Reaprender o básico – ficar de pé, andar, mudar de direção – durou todo o ano de 2021. Nesse período, ele teve outro diagnóstico desafiador. Continuava desnorteado porque perdeu os dois labirintos, estruturas do ouvido responsáveis pela noção de equilíbrio e percepção de posição do corpo. Como num labirinto, estava sem caminho.
Foi aí que entrou novamente a teimosia do engenheiro. Ora, antes de tudo isso, ele fora corredor de rua e de praia, ciclista, nadador, aluno de funcional.
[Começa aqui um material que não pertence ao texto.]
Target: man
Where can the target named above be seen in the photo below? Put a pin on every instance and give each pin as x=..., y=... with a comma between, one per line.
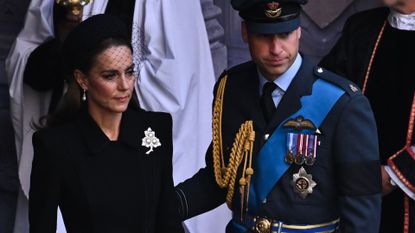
x=172, y=79
x=299, y=154
x=376, y=52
Não seriam as sequelas de uma doença que o limitariam.
Vou viver o resto da vida tonto? Vou. Mas, se eu treinar o cérebro, ensinar a ele que minha condição é essa, ele vai entender.

MONTANDO A BASE
Humberto tomou gosto pela atividade física e voltou a passear pela Beira-Mar. No início de 2022, durante uma caminhada, ele topou com o educador físico Alexandre Castro, o ‘Xande’, com quem teve aulas de funcional em 2014.
Minha meta é correr essa Beira-Mar todinha sem parar e sem cair.

Trato com Deus
“É não perder a esperança: essa é a mensagem. Já vi muita gente reclamando da vida, e não sou muito disso não. Tô com 65 anos, hoje trabalho do mesmo jeito… tenho que tirar onda”.
Além disso, sente que “Deus me deu a chance de continuar vivendo” e, como forma de retribuição, aumentou a ajuda a pessoas em vulnerabilidade social. “Isto me fortalece e me deixa feliz nesta vida”, acredita.
Uma das sequelas físicas de Humberto é só poder olhar pra frente. Mas, por dentro, essa é também uma virtude.